Kalo lu tipikal introvert yang cuma menulis buat diri sendiri di lembar-lembar diary, itu bukan masalah. Karena dimata gue begitupun tetep seksi. Anne Frank pun menulis untuk dirinya sendiri.

Kalo lu tipe orang yang cukup percaya diri tapi memang cuma mau berbagi tulisan dengan beberapa orang lewat korespondensi, gue tetep bakal bilang; itu pun juga gak kalah seksi.
Ah, ya, sekedar perlu di ketahui, Kartini pun gak pernah menulis bukunya sendiri, ide mengumpulkan surat-surat Kartini lantas membukukannya itu gagasan dari sahabat Belandanya; Mr.
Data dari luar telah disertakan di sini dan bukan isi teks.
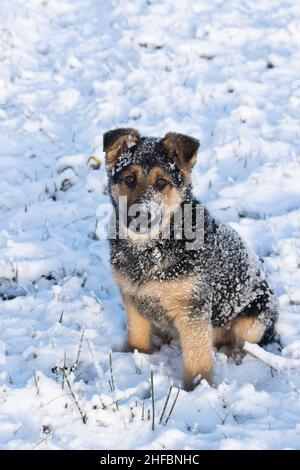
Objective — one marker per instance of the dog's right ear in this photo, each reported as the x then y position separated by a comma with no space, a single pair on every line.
116,142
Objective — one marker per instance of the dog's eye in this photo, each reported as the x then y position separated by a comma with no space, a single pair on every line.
129,180
161,183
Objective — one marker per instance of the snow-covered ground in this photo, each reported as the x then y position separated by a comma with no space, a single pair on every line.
226,72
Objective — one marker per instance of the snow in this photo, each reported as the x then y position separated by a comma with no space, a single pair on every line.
224,72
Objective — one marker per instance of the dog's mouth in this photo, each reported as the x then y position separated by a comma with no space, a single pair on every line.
145,221
144,217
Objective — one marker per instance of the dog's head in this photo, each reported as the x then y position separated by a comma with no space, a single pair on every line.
148,171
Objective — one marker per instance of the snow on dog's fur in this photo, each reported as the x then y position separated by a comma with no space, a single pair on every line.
216,294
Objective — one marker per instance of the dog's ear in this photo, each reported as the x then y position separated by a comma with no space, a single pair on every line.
181,148
117,141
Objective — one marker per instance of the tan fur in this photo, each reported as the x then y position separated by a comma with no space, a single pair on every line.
240,330
139,328
170,196
247,329
195,335
196,345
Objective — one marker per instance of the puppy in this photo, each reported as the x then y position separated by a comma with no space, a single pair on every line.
211,293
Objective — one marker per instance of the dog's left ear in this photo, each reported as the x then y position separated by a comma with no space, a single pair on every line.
181,148
117,141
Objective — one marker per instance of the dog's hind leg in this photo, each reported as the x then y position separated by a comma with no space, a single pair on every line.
139,328
244,329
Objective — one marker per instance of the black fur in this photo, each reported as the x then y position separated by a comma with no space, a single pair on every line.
231,279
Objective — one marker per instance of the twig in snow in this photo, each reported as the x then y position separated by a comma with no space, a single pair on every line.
64,368
153,401
165,405
36,380
277,363
173,406
79,350
112,381
82,415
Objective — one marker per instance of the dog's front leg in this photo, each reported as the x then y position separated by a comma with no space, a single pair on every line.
139,328
196,344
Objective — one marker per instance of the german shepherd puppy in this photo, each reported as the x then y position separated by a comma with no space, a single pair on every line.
212,295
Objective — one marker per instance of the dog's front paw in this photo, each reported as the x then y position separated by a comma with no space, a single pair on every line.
236,356
190,383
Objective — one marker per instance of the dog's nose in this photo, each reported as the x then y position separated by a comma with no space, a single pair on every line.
142,216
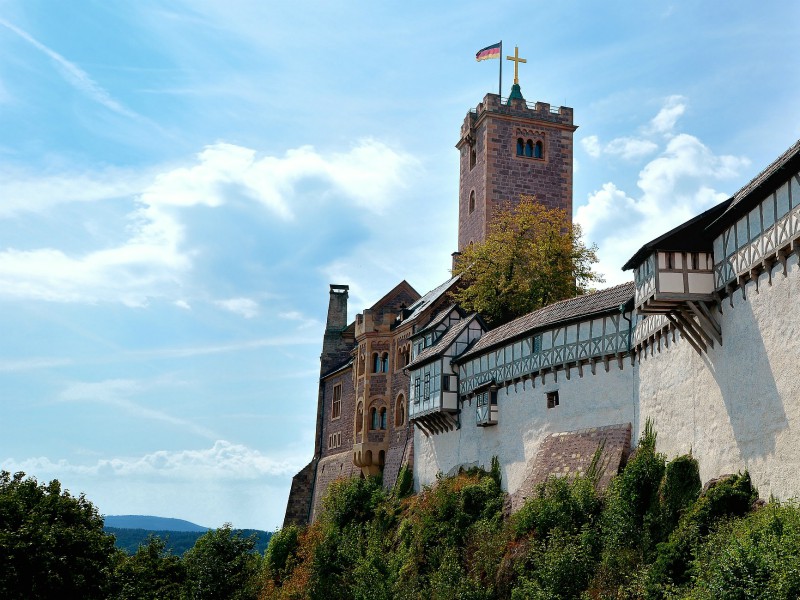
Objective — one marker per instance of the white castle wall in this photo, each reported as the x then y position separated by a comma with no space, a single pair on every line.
524,421
738,407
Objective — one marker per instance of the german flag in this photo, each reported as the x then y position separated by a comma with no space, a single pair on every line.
492,51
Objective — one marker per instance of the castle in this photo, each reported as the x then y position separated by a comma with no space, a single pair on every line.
704,342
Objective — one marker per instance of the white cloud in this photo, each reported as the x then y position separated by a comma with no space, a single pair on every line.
117,393
631,148
73,74
223,460
151,259
673,187
245,307
30,364
304,321
667,117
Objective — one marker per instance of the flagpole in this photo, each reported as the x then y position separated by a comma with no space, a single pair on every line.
500,84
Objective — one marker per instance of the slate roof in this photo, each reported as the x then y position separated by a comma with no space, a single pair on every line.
566,310
697,233
690,236
450,336
439,317
420,305
570,453
768,178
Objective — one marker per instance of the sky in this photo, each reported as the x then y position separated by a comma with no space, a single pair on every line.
180,181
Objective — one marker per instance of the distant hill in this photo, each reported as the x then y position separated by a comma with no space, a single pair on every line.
151,523
177,542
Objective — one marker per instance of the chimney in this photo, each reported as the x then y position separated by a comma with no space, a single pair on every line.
335,349
337,308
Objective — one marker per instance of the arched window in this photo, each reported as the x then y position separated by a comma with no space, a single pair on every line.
529,148
360,417
400,411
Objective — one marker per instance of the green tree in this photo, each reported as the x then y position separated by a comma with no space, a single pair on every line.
52,544
151,572
532,256
222,566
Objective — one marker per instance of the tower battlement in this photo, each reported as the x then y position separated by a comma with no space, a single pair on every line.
511,148
515,108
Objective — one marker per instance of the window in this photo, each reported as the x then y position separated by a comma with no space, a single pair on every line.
336,407
400,411
360,417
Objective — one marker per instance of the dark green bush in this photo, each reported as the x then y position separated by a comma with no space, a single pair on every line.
279,557
754,557
732,496
352,500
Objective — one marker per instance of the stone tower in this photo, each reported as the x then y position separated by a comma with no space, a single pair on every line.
508,149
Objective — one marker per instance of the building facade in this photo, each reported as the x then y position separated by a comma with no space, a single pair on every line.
704,342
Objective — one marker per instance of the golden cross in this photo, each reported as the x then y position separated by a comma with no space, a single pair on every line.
516,60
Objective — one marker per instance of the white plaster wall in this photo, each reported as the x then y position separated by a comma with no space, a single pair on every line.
738,407
524,421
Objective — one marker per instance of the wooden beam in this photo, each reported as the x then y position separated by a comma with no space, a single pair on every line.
699,334
709,327
685,335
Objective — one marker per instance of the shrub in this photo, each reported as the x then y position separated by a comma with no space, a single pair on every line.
279,558
755,557
732,496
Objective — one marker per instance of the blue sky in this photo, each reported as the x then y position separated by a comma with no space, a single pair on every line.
180,182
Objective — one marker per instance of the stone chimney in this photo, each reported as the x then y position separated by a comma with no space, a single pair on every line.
335,348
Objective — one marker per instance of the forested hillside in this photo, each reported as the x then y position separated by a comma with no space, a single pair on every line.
654,534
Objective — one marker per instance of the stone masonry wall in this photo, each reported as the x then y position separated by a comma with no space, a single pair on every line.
499,175
329,469
299,504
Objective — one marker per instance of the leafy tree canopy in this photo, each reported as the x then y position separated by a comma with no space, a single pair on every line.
52,544
532,256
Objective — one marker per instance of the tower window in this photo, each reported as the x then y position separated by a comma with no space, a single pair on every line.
336,410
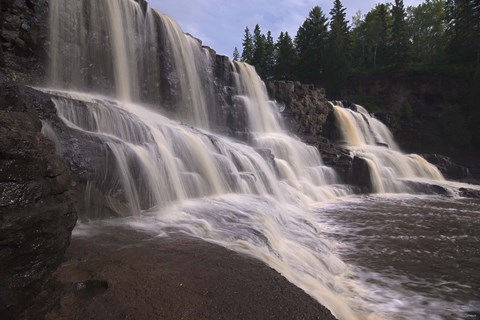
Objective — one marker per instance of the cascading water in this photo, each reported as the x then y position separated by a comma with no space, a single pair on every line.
118,48
258,199
371,140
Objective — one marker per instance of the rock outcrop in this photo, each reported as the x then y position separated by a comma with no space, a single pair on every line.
36,208
23,39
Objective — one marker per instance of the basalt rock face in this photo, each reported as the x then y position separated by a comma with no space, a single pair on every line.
308,114
448,168
421,110
23,39
36,207
306,109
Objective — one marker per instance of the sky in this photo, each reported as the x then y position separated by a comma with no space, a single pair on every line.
220,24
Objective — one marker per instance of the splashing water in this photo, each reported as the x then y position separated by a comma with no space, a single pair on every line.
259,199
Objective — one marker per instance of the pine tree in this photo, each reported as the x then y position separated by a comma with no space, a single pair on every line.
247,53
286,60
463,19
385,18
339,46
311,42
270,55
427,29
400,38
259,59
236,54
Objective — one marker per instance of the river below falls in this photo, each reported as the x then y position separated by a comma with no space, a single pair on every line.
412,257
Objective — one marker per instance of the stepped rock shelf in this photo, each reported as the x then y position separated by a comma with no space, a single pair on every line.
167,154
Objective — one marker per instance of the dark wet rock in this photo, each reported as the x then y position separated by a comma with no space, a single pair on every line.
447,167
147,277
469,193
424,187
306,109
36,206
90,288
23,39
361,175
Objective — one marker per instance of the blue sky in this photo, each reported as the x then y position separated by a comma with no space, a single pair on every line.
220,24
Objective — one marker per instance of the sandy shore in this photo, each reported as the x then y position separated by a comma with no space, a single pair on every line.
126,274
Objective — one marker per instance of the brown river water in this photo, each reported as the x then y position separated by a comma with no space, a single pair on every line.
413,257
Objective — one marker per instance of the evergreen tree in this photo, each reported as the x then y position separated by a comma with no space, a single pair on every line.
427,29
247,53
400,38
385,21
270,55
286,62
463,19
370,38
259,52
236,54
339,55
311,42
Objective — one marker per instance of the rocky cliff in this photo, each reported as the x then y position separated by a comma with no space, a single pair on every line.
37,211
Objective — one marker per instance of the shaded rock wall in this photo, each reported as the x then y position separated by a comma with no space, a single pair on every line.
36,207
308,114
413,107
23,39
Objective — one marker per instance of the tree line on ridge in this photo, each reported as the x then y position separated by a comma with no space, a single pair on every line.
436,34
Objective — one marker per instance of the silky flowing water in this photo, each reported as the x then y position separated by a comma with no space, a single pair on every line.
128,77
412,257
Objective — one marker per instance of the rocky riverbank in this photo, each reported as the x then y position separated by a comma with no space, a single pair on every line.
120,273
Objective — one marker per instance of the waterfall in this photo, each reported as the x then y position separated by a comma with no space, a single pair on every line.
369,139
118,48
128,77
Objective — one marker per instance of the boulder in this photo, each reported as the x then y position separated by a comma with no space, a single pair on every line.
447,167
36,206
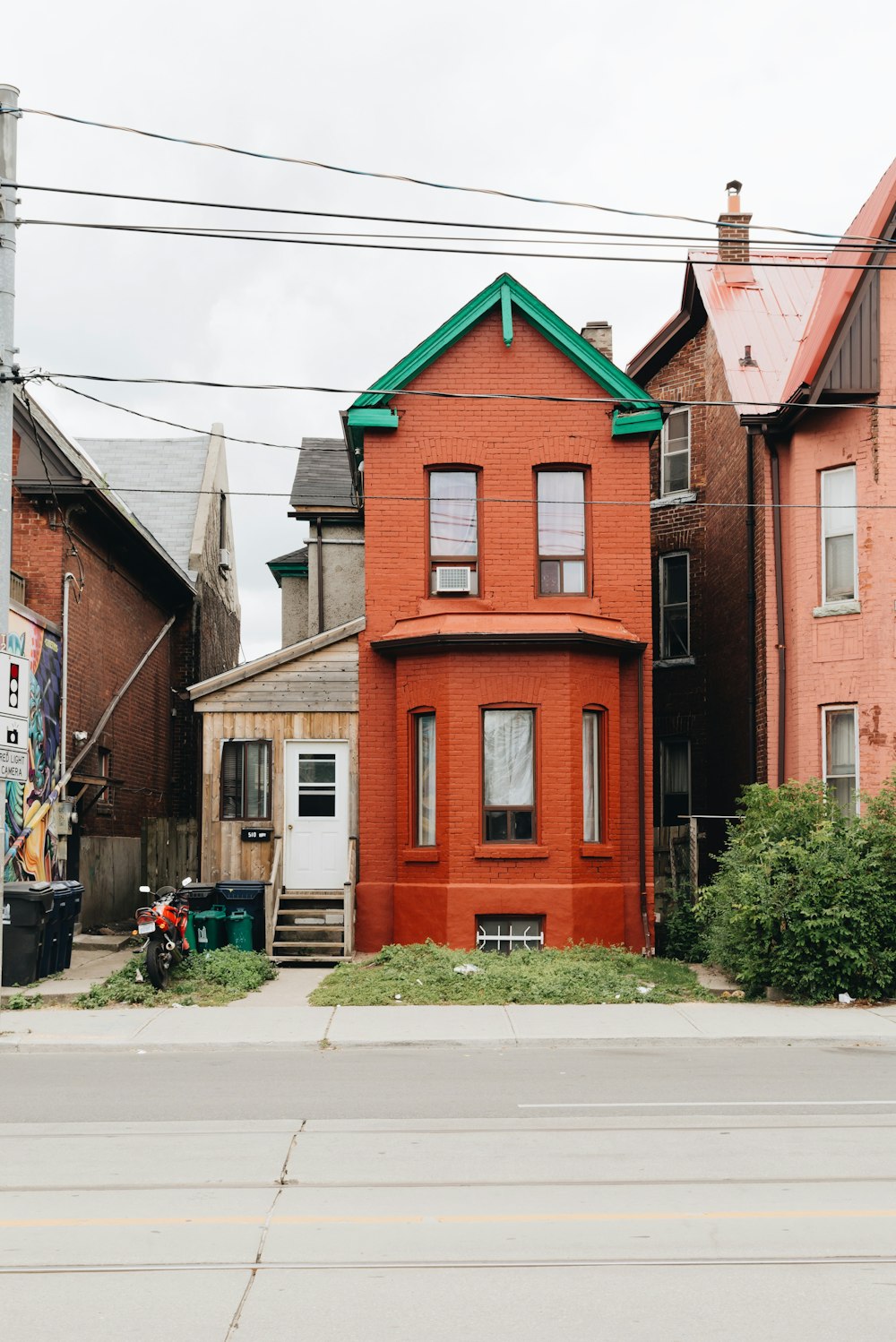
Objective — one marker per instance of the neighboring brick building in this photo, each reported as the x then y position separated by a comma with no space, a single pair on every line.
504,713
122,590
762,671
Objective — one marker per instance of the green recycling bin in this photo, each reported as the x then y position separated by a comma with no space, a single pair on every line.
239,930
211,929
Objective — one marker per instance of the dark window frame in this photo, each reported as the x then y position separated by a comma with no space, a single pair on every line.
415,717
463,561
242,813
583,558
510,813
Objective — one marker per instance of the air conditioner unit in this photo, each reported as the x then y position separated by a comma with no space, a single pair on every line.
453,577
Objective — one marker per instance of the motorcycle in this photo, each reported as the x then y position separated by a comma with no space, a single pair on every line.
164,925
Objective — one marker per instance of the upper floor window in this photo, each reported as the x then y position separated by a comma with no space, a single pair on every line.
246,780
593,775
561,531
840,756
675,606
453,531
675,452
675,781
839,558
424,779
509,775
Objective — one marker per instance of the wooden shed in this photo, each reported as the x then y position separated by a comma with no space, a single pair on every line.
280,788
J.H. Abendanon.

Apapun bentuk dan media yang digunakan sebagai upaya lu untuk meninggalkan jejak bahwa elu memang pernah ada di bumi lewat simbol-simbol aksara, itu udah sangat lebih dari cukup buat gue bilang bahwa elu; SEKSI.

Inget ini baik-baik ya, mblo;
"Scribo Ergo Sum. Aku menulis maka aku ada."
(Robert Scholes)

***

Semacam epilog:
Mblo... Sampe dengan hari ini emak gue masih tetep suka tereak-tereak tiap pagi, cuma sedikit berbeda dari belasan tahun lalu, tereakan emak gue sekarang itu,
"MUT...! BANGUN. SEKOLAH!!"
(Mut: nama kecil dari Muthmainnah, adek perempuan gue yang sekarang lagi seneng-senengnya pake seragam putih-biru.)